Roberto Canessa's I Had to Survive.
27 July 2016
One of the best nonfiction books I've ever read is Piers Paul Read's Alive. It's the account of the 1972 plane crash of a team of high school rugby players (and their friends and family) who, while flying from Uruguay to Chile, crashed in the Andes. (That description does not do it justice. Go read this review.)
A while back another book about the crash came out, this one by one of the survivors, Nando Parrado. So I got that too (Miracle in the Andes), and found it to be another interesting perspective on the crash. So when I saw a new book this year, titled I Had to Survive: How a Plane Crash in the Andes Inspired My Calling to Save Lives, by another one of the survivors, Roberto Canessa, I thought, well, I should probably just read it too.
And after a chapter or two of it, I thought I wouldn't continue--after all, I've read about this story before, and Canessa seemed to be taking the book in the direction of inspirational or self-help, exploring how his time on the mountain and his trek to find rescuers with Parrado shaped his life thereafter. After the crash, Canessa continued his education and medical training and eventually became a world-renowned pediatric cardiologist. Much of this book is about his experiences working with the families of babies with heart issues, and many of those stories are told not only by Canessa but also by the individuals in question.

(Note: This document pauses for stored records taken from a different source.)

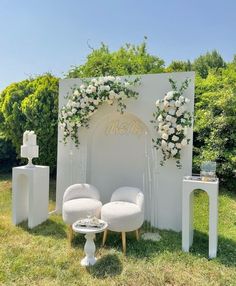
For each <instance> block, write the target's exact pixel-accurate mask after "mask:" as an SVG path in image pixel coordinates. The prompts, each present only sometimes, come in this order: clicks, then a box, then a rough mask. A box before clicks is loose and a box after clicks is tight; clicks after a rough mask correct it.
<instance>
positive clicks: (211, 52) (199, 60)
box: [193, 50, 226, 78]
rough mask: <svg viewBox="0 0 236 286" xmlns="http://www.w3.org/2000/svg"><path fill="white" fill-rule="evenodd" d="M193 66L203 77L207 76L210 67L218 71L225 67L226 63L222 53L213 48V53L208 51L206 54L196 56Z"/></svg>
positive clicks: (201, 76)
mask: <svg viewBox="0 0 236 286" xmlns="http://www.w3.org/2000/svg"><path fill="white" fill-rule="evenodd" d="M193 67H194V70H195V71H196V72H198V73H199V75H200V76H201V77H202V78H207V76H208V73H209V70H210V69H214V70H216V71H217V70H218V69H220V68H225V67H226V63H225V62H224V60H223V58H222V57H221V55H220V54H219V53H218V52H217V51H216V50H213V51H212V52H211V53H210V52H207V53H206V54H205V55H201V56H200V57H198V58H196V59H195V61H194V63H193Z"/></svg>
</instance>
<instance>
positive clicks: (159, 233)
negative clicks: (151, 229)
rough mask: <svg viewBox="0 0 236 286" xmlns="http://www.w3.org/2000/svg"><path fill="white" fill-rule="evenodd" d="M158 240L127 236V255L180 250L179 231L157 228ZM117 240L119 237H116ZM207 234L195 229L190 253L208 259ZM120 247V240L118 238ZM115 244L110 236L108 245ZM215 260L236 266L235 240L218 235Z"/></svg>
mask: <svg viewBox="0 0 236 286" xmlns="http://www.w3.org/2000/svg"><path fill="white" fill-rule="evenodd" d="M158 233H159V234H160V235H161V240H160V241H157V242H155V241H151V240H143V239H140V240H139V241H137V240H136V239H135V237H134V235H131V234H130V235H129V236H127V256H130V257H134V258H138V259H142V258H146V259H149V258H150V259H151V258H152V257H153V256H156V254H157V253H160V254H161V253H163V252H166V251H168V252H180V251H181V250H182V242H181V239H182V237H181V232H179V233H178V232H174V231H167V230H159V231H158ZM117 238H118V240H119V237H117ZM208 243H209V242H208V234H206V233H203V232H200V231H197V230H195V231H194V240H193V245H192V247H191V248H190V255H193V256H197V257H200V258H201V257H204V258H206V259H208ZM119 244H120V247H121V240H119ZM112 245H113V247H114V246H117V245H116V240H115V243H114V241H112V238H110V239H109V240H108V241H107V246H109V247H112ZM216 260H217V261H219V263H221V264H223V265H225V266H227V267H235V266H236V241H234V240H232V239H228V238H225V237H223V236H218V252H217V257H216Z"/></svg>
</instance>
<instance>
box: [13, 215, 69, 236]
mask: <svg viewBox="0 0 236 286" xmlns="http://www.w3.org/2000/svg"><path fill="white" fill-rule="evenodd" d="M18 226H19V227H21V228H22V229H23V230H25V231H27V232H28V233H30V234H32V235H43V236H51V237H54V238H57V239H65V237H66V236H67V234H66V230H65V225H64V223H59V222H56V221H53V220H51V219H48V220H47V221H45V222H43V223H42V224H40V225H38V226H36V227H34V228H32V229H30V228H28V221H24V222H22V223H21V224H19V225H18Z"/></svg>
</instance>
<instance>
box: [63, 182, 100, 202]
mask: <svg viewBox="0 0 236 286" xmlns="http://www.w3.org/2000/svg"><path fill="white" fill-rule="evenodd" d="M78 198H91V199H96V200H100V194H99V191H98V190H97V189H96V188H95V187H94V186H92V185H90V184H74V185H71V186H69V187H68V188H67V189H66V190H65V193H64V196H63V203H64V202H66V201H70V200H73V199H78Z"/></svg>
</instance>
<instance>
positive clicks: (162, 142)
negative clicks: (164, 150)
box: [161, 140, 167, 149]
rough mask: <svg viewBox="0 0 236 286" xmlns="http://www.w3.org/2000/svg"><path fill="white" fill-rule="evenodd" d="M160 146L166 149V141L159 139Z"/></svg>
mask: <svg viewBox="0 0 236 286" xmlns="http://www.w3.org/2000/svg"><path fill="white" fill-rule="evenodd" d="M161 147H162V148H163V149H166V147H167V143H166V141H165V140H161Z"/></svg>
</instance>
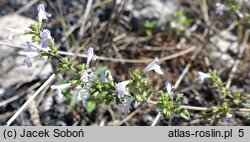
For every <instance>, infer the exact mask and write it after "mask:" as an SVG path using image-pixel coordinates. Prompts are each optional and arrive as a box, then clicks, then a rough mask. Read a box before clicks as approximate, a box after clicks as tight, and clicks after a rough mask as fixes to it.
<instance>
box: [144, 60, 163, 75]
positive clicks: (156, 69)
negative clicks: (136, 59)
mask: <svg viewBox="0 0 250 142" xmlns="http://www.w3.org/2000/svg"><path fill="white" fill-rule="evenodd" d="M157 61H159V59H158V58H157V57H156V58H155V59H154V60H153V61H152V62H151V63H150V64H149V65H148V66H147V67H146V68H145V69H144V70H143V72H144V73H146V72H149V71H151V70H154V71H155V72H156V73H158V74H163V72H162V70H161V66H159V65H157V64H156V62H157Z"/></svg>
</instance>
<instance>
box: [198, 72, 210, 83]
mask: <svg viewBox="0 0 250 142" xmlns="http://www.w3.org/2000/svg"><path fill="white" fill-rule="evenodd" d="M206 78H210V75H209V74H207V73H204V72H200V71H198V82H199V83H200V84H201V83H203V82H204V80H205V79H206Z"/></svg>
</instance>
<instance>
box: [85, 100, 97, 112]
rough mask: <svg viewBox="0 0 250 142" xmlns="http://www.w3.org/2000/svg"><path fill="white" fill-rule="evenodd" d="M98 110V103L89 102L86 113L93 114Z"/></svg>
mask: <svg viewBox="0 0 250 142" xmlns="http://www.w3.org/2000/svg"><path fill="white" fill-rule="evenodd" d="M95 108H96V102H95V101H93V100H90V101H88V103H87V106H86V111H87V112H88V113H91V112H93V111H94V110H95Z"/></svg>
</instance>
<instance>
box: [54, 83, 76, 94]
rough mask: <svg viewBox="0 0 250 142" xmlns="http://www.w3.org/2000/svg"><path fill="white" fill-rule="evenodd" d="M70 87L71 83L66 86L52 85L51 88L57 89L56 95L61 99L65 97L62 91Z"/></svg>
mask: <svg viewBox="0 0 250 142" xmlns="http://www.w3.org/2000/svg"><path fill="white" fill-rule="evenodd" d="M70 86H71V83H66V84H61V85H52V86H51V87H50V88H51V89H53V90H54V89H55V90H56V94H57V95H58V96H59V97H63V95H62V90H63V89H66V88H68V87H70Z"/></svg>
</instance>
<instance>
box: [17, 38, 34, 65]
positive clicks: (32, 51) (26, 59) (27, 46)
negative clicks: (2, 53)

But I stuck with it, and found that I got sucked into the story all over again. Canessa's account of the first few days after the crash, the screams and moans during the nights stuck in the crashed plane fuselage, and the slow dying of their hope that they would of course be rescued, is just as unbelievable as everything else I've read on the subject. Likewise, his story of the trek out, battling subzero temps, snow blindness, weakness, not knowing where they were, and even one night having to sleep while standing up, perched on a nearly vertical ledge, well, again: unbelievable. As Canessa tells his story, eventually he intersperses more stories of his life after the ordeal, and his professional experiences as a doctor, and those parts are interesting too--to see how the crash and trek perhaps changed him (or more likely highlighted certain aspects of a personality and will he already had), provided yet another valuable viewpoint on the whole story and history.
The book is written with (or by? who knows), another author, Pablo Vierci, and also includes chapters told by the families of babies whom Canessa has worked with over the years.These chapters were really a bit more inspirational than I typically like to go, but by then I was 180 pages in and figured I had to finish. One woman who has been his patient for more than twenty years reported that Canessa told her that her "heart condition wasn't a disability but simply a series of life's hurdles to be overcome one at a time." (p. 276.) And you know what? Just for today, I did find that a little inspirational. Don't tell anyone, 'kay?
I can't say it's a great book. It's written with someone and it's a bit odd the way it jumps around in viewpoint. If you haven't read anything on this subject you really shouldn't start here; you should start with Alive. But if you have read that book, and feel interested enough to continue, this was a different take on the subject, and could be worth a read to you.